Ha smesso di essere comunista nell'esatto istante in cui, non curandosi delle necessità democratiche interne di dialogo e di partecipazione, in qualità di segretario cittadino (e quindi secondo la sua personalissima visione, di grande capo) esprimeva “personalissimi” pensieri, sia in Consiglio comunale che sui giornali, come fossero posizioni condivise da tutte le compagne e tutti i compagni comunisti della Città di Nuoro.

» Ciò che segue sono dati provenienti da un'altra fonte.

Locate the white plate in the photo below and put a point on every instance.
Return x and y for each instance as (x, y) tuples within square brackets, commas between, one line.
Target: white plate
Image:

Ha smesso di essere comunista nell'esatto istante in cui, questo suo comportamento lo ha portato a credere che fosse lui, e solo lui, il portatore di una verità a cui tutti avrebbero dovuto attenersi, giacchè rifiutando il dialogo con i compagni nuoresi evidenziava il suo narcisismo e tutto il suo folklore politico e ideologico.

Ha smesso di essere comunista nell'esatto istante in cui, dopo aver accettato la candidatura alla camera, ha chiesto ed ottenuto di poter ritirare la sua candidatura ed ha costretto tutto il Partito ad un lavoro osceno per la ricostruzione della lista e per la raccolta delle firme.

Ha smesso di essere comunista nell'esatto istante in cui si rifiutava con costante arroganza di partecipare agli incontri della direzione federale, che sarebbero stati alquanto utili per meglio chiarire la sua posizione e per meglio determinare un'azione politica che, partendo da un'analisi interna, potesse assumere connotati di condivisione e di leggittimazione.

Tore Daga ha smesso di essere comunista e di rappresentare il Partito in Città e nel Consiglio comunale, un fatto che ufficializza una cosa ben precisa: da ora in poi tutte le posizioni da lui assunte, giuste o sbagliate che siano, saranno esclusivamente e chiaramente le sue posizioni personali. Verrebbe da dire che poco è cambiato rispetto al passato, l'individualismo c'era, c'è e ci sarà.

Resta da sottolineare il fatto che dal punto di vista etico e morale il consigliere Daga dovrebbe perlomeno assumersi le proprie responsabilità di fronte ai comunisti che l'hanno sostenuto e votato, di fronte a tutte le donne e a tutti gli uomini che credendo nell'azione politica dei Comunisti Italiani scelsero Daga alle scorse elezioni comunali, incaricandolo di rappresentare il Partito e i diritti dei lavoratori e dei più deboli.

Si potrebbe dare un consiglio al consigliere Daga, quello di dimettersi dal ruolo di consigliere comunale per permettere ad un comunista vero di rappresentare il Partito e per combattere, senza genuflessioni o devozioni sospette, per i diritti dei più deboli. Sarebbe un atto dovuto nel nome di chi vota Comunista perchè crede che la lotta per una società migliore sia il primo obiettivo del Partito dei Comunisti Italiani e non perchè sia presente un compagno piuttosto che un altro.

Gli uomini vanno e vengono ma il Partito resta e proprio nella sua capacità di rinnovarsi ha la sua arma rivoluzionaria più concreta.

Questo è il consiglio che si da al consigliere Daga, coscienti che ci baderà e che ci rifletterà su, giacchè l'ignoranza non gli appartiene, e coscenti del fatto che se non ci baderà ciò non sarà dovuto alla saggezza ma all'incapacità di riconoscere che ad un uomo solo resta il sorriso e il e il nodo della cravatta e ai compagni seri resta il forte e l'orgoglioso senso di appartenenza ideologica, etica e morale al Partito dei Comunisti Italiani.